Hayatı zehir eden, insanı insanlıktan çıkaran 3 kötü Haslet...
Bunlar sende varsa kurtulmaya çalış.
***
2127. Şu Dünya'dan alnın ak olarak çıkmaya bak! Burası kolay bir yer değil.
***
2128. İnsan dünyaya gözlerini açtığı zaman alemi sahipsiz her şeyin rastgele ve kendi kendine olduğu bir Alem gibi görür.
Daha sonra ise eğer yapabilirse, anlayabilirse buranın bir sahibinin olduğunu ve her şeyin onun ilmi, iradesi ve kudreti dairesinde hareket ettiğini, hiçbir şeyin rastgele ve tesadüfen olmadığını anlar.
Zaten insandan istenen de budur.
***
2129. Kadın ve erkek evlendikleri zaman birbirlerini aşırı hareketlerden koruyarak dengeli bir hayata geçerler. Kadın ve erkek bekar olursa aşırı hareketlerden kurtulamazlar. Bu hem kendilerine hem de topluma zararlı olur.
***
2130. Toplumun düzelmesinin en kolay yolu; insanları imanlı olacak ve Allah'tan korkacak Hepsi bu..
Peygamberimiz sav bunu yaptı, Üstat Hazretleri de bu metodu yapmaya çalıştı.
İşte aslında metot budur. Bunu yapabilirseniz o kişi tek başına da olsa en yüksek makamlarda da olsa farketmez, güzel işler yapar. Her yer birden düzelmiş olur.

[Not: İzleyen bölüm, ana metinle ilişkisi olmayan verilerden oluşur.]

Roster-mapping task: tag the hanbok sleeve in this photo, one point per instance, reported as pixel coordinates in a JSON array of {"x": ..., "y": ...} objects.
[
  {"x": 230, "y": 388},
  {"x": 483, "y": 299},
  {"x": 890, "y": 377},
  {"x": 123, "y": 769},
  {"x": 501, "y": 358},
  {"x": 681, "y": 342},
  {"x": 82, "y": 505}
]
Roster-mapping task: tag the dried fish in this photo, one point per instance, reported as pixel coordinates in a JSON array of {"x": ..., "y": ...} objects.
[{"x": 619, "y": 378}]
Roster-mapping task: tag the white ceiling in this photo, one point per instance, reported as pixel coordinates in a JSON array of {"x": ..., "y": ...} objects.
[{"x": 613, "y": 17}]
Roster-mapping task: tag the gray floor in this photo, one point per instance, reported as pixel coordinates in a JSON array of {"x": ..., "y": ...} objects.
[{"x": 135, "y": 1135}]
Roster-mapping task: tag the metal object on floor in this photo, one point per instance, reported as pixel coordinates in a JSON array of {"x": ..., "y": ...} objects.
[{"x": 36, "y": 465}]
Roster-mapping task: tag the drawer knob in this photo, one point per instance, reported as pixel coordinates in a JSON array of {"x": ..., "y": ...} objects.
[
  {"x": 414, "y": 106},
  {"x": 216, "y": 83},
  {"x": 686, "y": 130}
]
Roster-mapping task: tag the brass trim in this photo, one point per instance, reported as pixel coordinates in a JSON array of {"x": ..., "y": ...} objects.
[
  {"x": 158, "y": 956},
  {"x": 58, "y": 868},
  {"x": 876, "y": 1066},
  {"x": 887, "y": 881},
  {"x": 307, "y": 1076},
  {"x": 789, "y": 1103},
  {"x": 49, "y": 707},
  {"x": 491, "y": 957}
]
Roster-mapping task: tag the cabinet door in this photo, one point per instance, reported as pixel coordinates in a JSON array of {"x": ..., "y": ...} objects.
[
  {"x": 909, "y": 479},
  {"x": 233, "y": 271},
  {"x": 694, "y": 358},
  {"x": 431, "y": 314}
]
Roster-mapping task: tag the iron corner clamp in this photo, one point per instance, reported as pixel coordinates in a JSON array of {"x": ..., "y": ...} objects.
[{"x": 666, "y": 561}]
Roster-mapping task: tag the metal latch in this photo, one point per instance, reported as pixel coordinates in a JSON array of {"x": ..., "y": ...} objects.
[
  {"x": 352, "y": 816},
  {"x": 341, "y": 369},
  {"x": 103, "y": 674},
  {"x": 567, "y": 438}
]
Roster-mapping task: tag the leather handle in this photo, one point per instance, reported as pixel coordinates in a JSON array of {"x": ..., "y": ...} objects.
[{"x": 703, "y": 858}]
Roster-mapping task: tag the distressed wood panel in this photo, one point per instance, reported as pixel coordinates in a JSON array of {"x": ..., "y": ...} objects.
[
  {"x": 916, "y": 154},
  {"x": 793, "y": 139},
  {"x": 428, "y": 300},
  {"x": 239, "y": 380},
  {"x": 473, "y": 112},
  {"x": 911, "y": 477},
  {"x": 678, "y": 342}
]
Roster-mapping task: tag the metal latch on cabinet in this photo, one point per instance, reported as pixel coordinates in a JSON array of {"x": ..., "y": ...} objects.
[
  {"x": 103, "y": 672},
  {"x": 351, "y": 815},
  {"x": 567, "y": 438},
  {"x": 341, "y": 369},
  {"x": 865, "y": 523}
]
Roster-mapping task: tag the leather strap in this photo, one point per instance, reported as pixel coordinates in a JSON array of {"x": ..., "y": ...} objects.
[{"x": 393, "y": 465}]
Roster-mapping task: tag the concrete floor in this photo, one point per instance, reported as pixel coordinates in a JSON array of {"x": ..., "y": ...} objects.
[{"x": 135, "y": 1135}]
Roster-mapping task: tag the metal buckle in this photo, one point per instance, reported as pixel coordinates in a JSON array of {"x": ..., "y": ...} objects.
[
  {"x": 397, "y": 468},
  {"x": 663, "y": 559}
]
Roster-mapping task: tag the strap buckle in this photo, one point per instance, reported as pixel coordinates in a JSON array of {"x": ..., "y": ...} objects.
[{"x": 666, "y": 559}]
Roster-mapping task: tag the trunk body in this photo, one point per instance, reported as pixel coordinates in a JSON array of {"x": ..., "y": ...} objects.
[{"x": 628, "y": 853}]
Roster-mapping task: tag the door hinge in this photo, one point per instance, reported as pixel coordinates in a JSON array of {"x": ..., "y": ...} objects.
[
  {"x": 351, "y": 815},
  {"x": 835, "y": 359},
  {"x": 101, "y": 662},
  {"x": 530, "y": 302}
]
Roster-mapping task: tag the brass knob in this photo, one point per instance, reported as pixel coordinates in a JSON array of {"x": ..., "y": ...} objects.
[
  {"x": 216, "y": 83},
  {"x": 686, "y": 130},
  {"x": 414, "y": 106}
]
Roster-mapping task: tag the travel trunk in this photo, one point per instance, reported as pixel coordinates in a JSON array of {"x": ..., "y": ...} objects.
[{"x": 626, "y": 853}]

Eğer Allah'tan Korkmayan bir nesil yetiştirirseniz; hepsi üniversite mezunu da olsa canavar yetiştirmiş olursunuz.
Allah korkusu şarttır.
***
2131. Allah faali mutlaktır. Dolayısıyla faal olanı sever ve daha dünyada onlara mükafatlar verir. Bütün zevkler hareket ile beraberdir. Bu hareket edenlere verilen peşin ücrettir. Hareketi terkeden zevklerden de mahrum kalır. Ne kadar hareket O kadar zevk ve mükâfat...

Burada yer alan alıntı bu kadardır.